Tuesday, October 09, 2007

Post-Traumatic Workday Syndrome

It was in many ways a typical day following a three-day weekend. My voicemail was teeming with messages by the time I sat down at my desk at 9:15am. Emails were summarily ignored until the afternoon. The phone rang as if it had a mind of its own, and patients---whether scheduled to see me or not---seemed to be in the waiting room of the clinic every time I passed through. At one point, as I walked through the waiting room to find a patient for a scheduled visit, I was literally accosted by three other patients who "just happened" to be lying in wait nearby. I was like a zebra trying to skirt around the edges of the oasis and not be seen by the predators in the grass. But, like the zebra, I am all too noticeable in my environment, and surreptitiousness is next to impossible.

By noon, my head was swimming, and I heard a small voice in my head calling for nutrition---anything to keep the engine going.
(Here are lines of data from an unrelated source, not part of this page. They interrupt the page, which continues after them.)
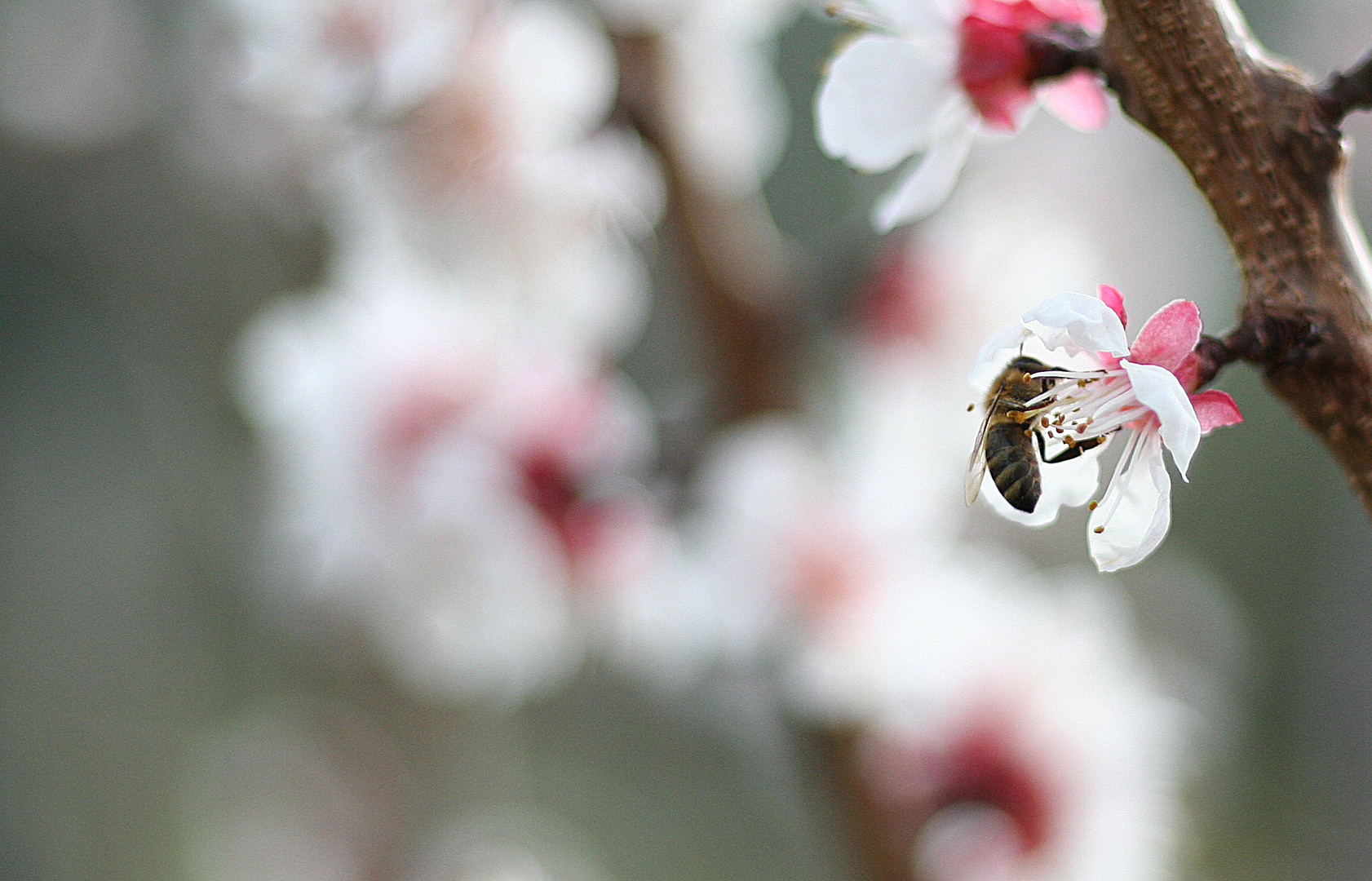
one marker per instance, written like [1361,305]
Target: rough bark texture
[1264,147]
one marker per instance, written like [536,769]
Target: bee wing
[977,462]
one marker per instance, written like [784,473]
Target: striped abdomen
[1013,464]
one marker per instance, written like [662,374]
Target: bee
[1006,440]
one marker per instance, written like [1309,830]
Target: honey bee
[1006,440]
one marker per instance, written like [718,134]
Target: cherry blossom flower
[937,74]
[471,134]
[452,485]
[1003,729]
[1104,384]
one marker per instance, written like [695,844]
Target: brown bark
[1264,146]
[732,255]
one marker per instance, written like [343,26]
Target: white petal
[881,100]
[931,183]
[1076,321]
[1158,390]
[992,356]
[557,73]
[1069,483]
[918,20]
[1136,509]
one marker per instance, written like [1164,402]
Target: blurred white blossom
[452,482]
[1010,729]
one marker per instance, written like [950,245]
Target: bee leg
[1072,452]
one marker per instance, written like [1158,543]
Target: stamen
[852,14]
[1126,460]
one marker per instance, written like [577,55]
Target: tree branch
[1259,143]
[1345,92]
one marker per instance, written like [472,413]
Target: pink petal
[1188,372]
[1215,410]
[1078,99]
[1114,299]
[1168,336]
[1074,11]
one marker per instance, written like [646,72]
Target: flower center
[1084,405]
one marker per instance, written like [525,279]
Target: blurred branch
[737,263]
[1345,92]
[1264,146]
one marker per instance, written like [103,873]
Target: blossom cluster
[461,474]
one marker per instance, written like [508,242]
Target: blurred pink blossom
[937,74]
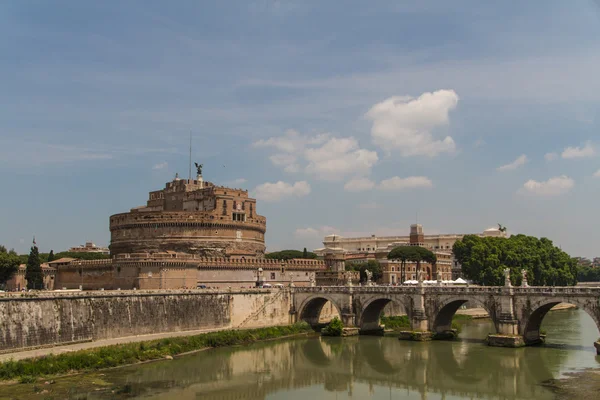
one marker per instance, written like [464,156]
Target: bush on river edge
[132,353]
[401,322]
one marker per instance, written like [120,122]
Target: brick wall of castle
[153,272]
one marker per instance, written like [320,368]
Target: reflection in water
[371,367]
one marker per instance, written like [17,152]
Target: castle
[191,217]
[190,234]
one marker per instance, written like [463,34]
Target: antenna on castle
[190,170]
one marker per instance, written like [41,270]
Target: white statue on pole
[507,277]
[524,282]
[419,276]
[369,277]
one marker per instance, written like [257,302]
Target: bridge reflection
[462,369]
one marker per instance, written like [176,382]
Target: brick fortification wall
[52,319]
[145,271]
[190,232]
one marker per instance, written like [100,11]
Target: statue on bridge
[419,276]
[348,278]
[524,281]
[507,277]
[369,277]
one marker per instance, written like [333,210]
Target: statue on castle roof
[199,168]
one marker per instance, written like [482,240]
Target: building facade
[192,217]
[364,249]
[89,247]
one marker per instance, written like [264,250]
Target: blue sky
[338,116]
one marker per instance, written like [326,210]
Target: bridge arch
[310,309]
[370,312]
[441,315]
[534,315]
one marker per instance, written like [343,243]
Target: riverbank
[30,370]
[577,386]
[479,312]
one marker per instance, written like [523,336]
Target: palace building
[363,249]
[189,234]
[191,217]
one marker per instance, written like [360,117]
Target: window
[241,217]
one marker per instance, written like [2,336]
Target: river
[369,368]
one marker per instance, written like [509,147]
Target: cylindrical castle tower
[192,217]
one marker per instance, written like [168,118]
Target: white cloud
[311,233]
[397,183]
[161,165]
[550,156]
[282,159]
[552,187]
[369,206]
[405,123]
[238,181]
[359,185]
[272,192]
[521,160]
[292,141]
[338,158]
[579,152]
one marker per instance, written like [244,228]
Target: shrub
[334,328]
[396,323]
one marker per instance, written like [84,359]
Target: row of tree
[416,254]
[9,265]
[588,274]
[484,259]
[291,254]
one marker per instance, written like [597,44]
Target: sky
[340,117]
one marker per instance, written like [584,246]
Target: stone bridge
[517,312]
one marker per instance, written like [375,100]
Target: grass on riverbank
[132,353]
[401,322]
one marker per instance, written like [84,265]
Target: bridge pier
[517,312]
[507,325]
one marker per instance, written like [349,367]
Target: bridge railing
[516,290]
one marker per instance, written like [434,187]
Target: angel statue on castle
[199,168]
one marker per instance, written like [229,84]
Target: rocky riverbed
[577,386]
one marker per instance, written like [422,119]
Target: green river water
[369,368]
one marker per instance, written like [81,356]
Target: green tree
[484,259]
[9,264]
[334,328]
[290,254]
[33,273]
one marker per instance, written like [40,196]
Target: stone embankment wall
[47,319]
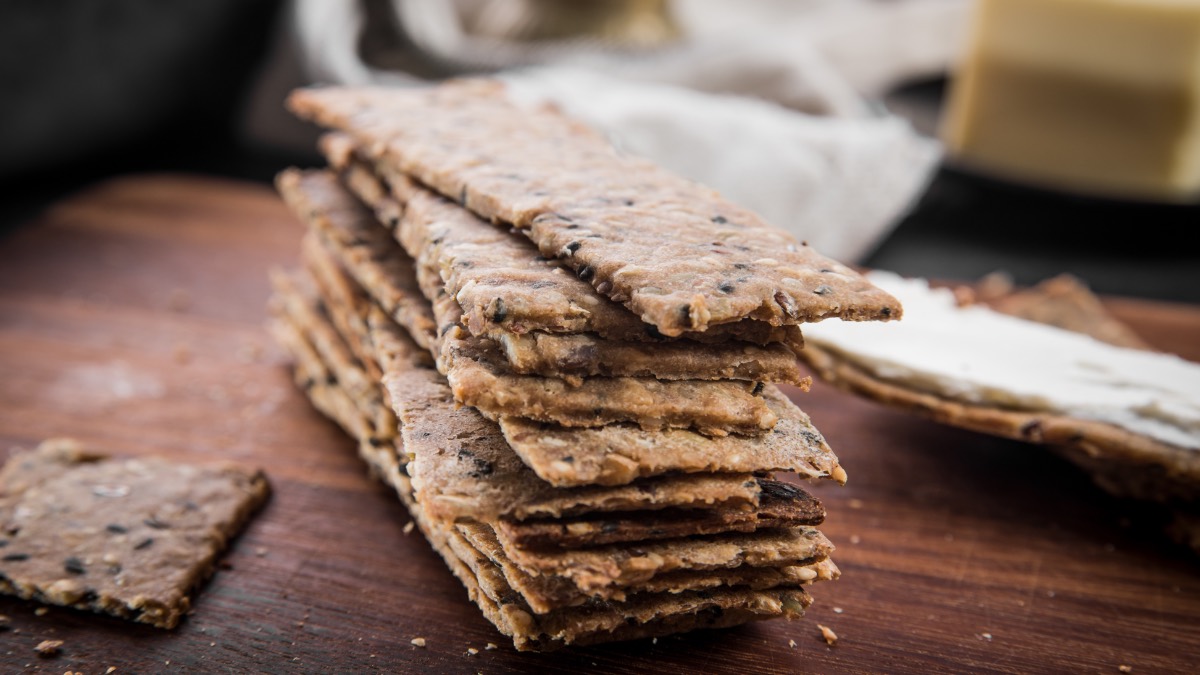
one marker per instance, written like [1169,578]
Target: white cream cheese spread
[979,356]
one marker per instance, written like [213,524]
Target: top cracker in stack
[601,432]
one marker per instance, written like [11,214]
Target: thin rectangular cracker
[676,252]
[475,369]
[621,565]
[663,608]
[135,537]
[619,453]
[370,255]
[463,469]
[502,281]
[544,593]
[780,505]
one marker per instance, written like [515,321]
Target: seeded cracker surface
[366,252]
[617,454]
[621,565]
[664,604]
[477,370]
[780,506]
[677,254]
[503,284]
[463,469]
[544,592]
[130,537]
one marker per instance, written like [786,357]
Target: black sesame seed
[75,566]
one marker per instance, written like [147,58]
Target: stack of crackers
[564,360]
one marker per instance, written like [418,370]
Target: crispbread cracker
[642,616]
[676,252]
[305,315]
[663,607]
[622,565]
[780,506]
[474,370]
[576,356]
[499,279]
[462,466]
[1063,302]
[343,299]
[544,593]
[370,255]
[130,537]
[617,454]
[477,370]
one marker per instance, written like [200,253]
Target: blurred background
[941,138]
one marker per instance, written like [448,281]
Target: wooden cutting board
[132,318]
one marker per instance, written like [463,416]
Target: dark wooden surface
[132,318]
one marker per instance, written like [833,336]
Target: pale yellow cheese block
[1096,96]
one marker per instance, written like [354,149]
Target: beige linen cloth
[772,102]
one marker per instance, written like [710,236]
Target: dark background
[89,90]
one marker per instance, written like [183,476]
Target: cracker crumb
[48,647]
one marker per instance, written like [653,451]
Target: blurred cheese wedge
[1096,96]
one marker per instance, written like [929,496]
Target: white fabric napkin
[772,102]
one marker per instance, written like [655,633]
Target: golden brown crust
[135,537]
[677,254]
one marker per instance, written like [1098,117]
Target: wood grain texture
[132,318]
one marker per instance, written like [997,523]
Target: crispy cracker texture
[675,252]
[135,538]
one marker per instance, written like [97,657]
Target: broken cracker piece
[129,537]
Buried in paperwork and charts and partially completed tasks, I skipped the microwave and ate my leftovers at room temperature (a common practice, and probably healthier, if you believe the rumors about the dangers of microwaved food). Luckily, a patient scheduled to see me in the clinic at noon was a no-show, since I had double-booked myself for a home visit to another patient at the same time. As I force-fed myself my lunch, I called patient #2 and said I'd be 30 minutes late. (He may be unemployed and disabled, but his time is valuable, too.)

Three o'clock, and the pace slackened only briefly before starting up again just before 4, and it was all I could do to get out the door to pick up Mary down the street at the Senior Center by 5:15, knowing I had a meeting at home for the Medical Reserve Corps of my town for which I volunteer my services. Leaving the office, I knew full well that there were more than fifteen unfinished visit notes in my bag, a number which will only be further increased as soon as I hit the tarmac tomorrow. Will I finish those notes tonight before bed or tomorrow at breakfast? It's possible, but the trauma of the day may only lend itself to a swim, a snack, and retirement to the oh-so-needed bed. (Did someone say "retirement"?)

That said, the remaining business of the day will need to simply fade to the background, or my unfinished work will only interrupt and short-circuit my need for restful sleep. How to turn it off? That is a life's work in and of itself, and tonight is a good opportunity to practice letting go.